Well, I don't think so. The word "conserve" here is the problem.

For one thing, we're a bit out of date with the terminology. Within the last year the one party has taken to calling themselves "reasserters" and has labelled the other side "revisionists". This is still not really acceptable because they've stuck the opposition with a pejorative, but at least they've put some distance between the current conflict and the French Revolution. And these labels do get at what the one side perceives as the fundamental issue.

At this very late date there's almost nothing to "conserve" about conservative culture. I'm just barely old enough to remember-- somewhat-- how the late '60s changed everything.
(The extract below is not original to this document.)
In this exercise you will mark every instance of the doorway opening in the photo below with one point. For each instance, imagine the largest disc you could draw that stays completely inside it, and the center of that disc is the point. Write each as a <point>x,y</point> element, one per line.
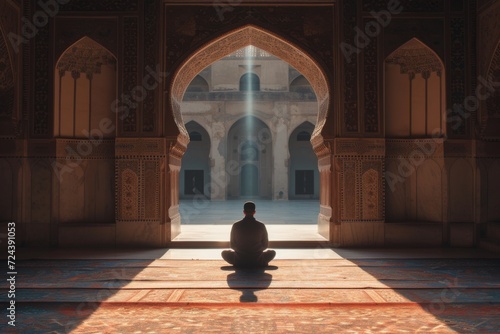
<point>250,102</point>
What I do remember, and what I see looking back at materials of the time, is that there was most definitely a liberal establishment (see "the Johnson administration") and that for the most part both it and whatever there was of a conservative establishment were remade to the point of destruction in the turmoil of 1968 and subsequent years.

As far as cultural conservatism is concerned, there is plainly a nostalgia for an image of, oh, a certain vague picture of late '40s-mid '50s society. But race doesn't figure actively in this picture-- for that they jump directly to 1968, and at that point they become the radicals and the "liberals" become the cultural conservatives.

What we call political conservatives today are a creation of the middle '70s. By that point the dogma of liberal progress was firmly in place, and it remains the centerpiece of that party. "Liberal" and "conservative" simply remain in place as position labels from, oh, about 1933, but it would be idiotic to ascribe the liberal or conservative positions of the former era to present-day "liberals" and "conservatives".

All camps want to "conserve" their own values. The label is not a substitute for the actual positions.